Challenges with Pricing Structures
While Collyer didn’t dive deeply into the details, her comments sparked plenty of intrigue. For context, I have previously voiced concerns over the AEMC’s December recommendations regarding the pricing structure, which suggested a revised method for how households would be charged for accessing electricity networks. The proposal aimed to implement network tariffs in such a way that a significant portion of the costs would be covered through a fixed charge, regardless of a household’s actual demand for electricity.
The AEMC argues that this shift is necessary due to the anticipated rise in households adopting solar panels and batteries, which would reduce their reliance on traditional grids and consequently their contribution to network charges. The fear is that this trend may lead to an unfair financial burden on remaining customers, who would find their electricity costs rising as network operators attempt to recover lost revenue from those opting for green solutions.
Pricing Should Reflect Usage
From my perspective, electricity networks should be treated like most other businesses that charge customers based on the demand for their services. If overall consumption declines, so too should the costs borne by the customer. Moreover, if network operators misjudge demand and invest in excessive capacity, it should not fall upon consumers to shoulder those financial blunders.
It’s important to note that I’m not advocating for a standard pricing model irrespective of when electricity is consumed. Just as airline ticket prices fluctuate based on timing and seat availability, electricity pricing should also reflect demand nuances.
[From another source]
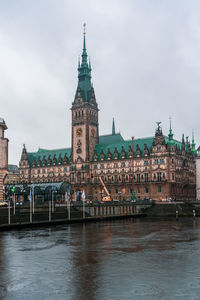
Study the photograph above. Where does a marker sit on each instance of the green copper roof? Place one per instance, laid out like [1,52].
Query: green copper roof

Similarly, petrol prices can fluctuate based on supply issues, such as those following the closure of the Strait of Hormuz.
Nonetheless, if someone rarely flies, they shouldn’t pay the same rate as a frequent traveller, nor should they be liable for the capital outlay of every aircraft a carrier owns, especially if that excess capacity isn’t being used. The same principle applies to hotel pricing and the hospitality sector; customers who use facilities less frequently should not pay the costs incurred by businesses exceeding necessary capacity.
Inconsistencies in the Proposed Model
If the AEMC is genuinely envisioning a world where we pay for electricity like we do for milk, it’s a glimmer of hope that they may tackle existing inequalities in the system. For example, my wife is fond of tea and protein shakes; she switched from dairy milk to soy. When I head to the supermarket for some dairy milk, I don’t face pressure to pay fixed fees to cover assorted dairy industry costs tied to infrastructure, nor do I encounter judgement from other shoppers for opting for a plant-based alternative.
This analogy highlights the need for our regulatory landscape for electricity networks to enforce some accountability on network shareholders, ensuring they effectively manage their costs and prepare for advances in technology that might disrupt existing models. Customers should not find themselves in a zero-sum game where the benefits accrued by one household – thanks to technological advancements – are offset by increased costs for others. Meanwhile, shareholders should not be treated as though they bear no responsibility for their overzealous spending that demands a collective financial contribution from consumers.
Regrettably, I have a nagging suspicion that when the AEMC references pricing electricity like milk, they may not have fully considered all implications. It appears they might advocate for electricity retailers to act as intermediaries, shielding network shareholders while penalising those who invest in solar and battery power, all under the facade of achieving “simpler” prices. One can only hope I’m mistaken.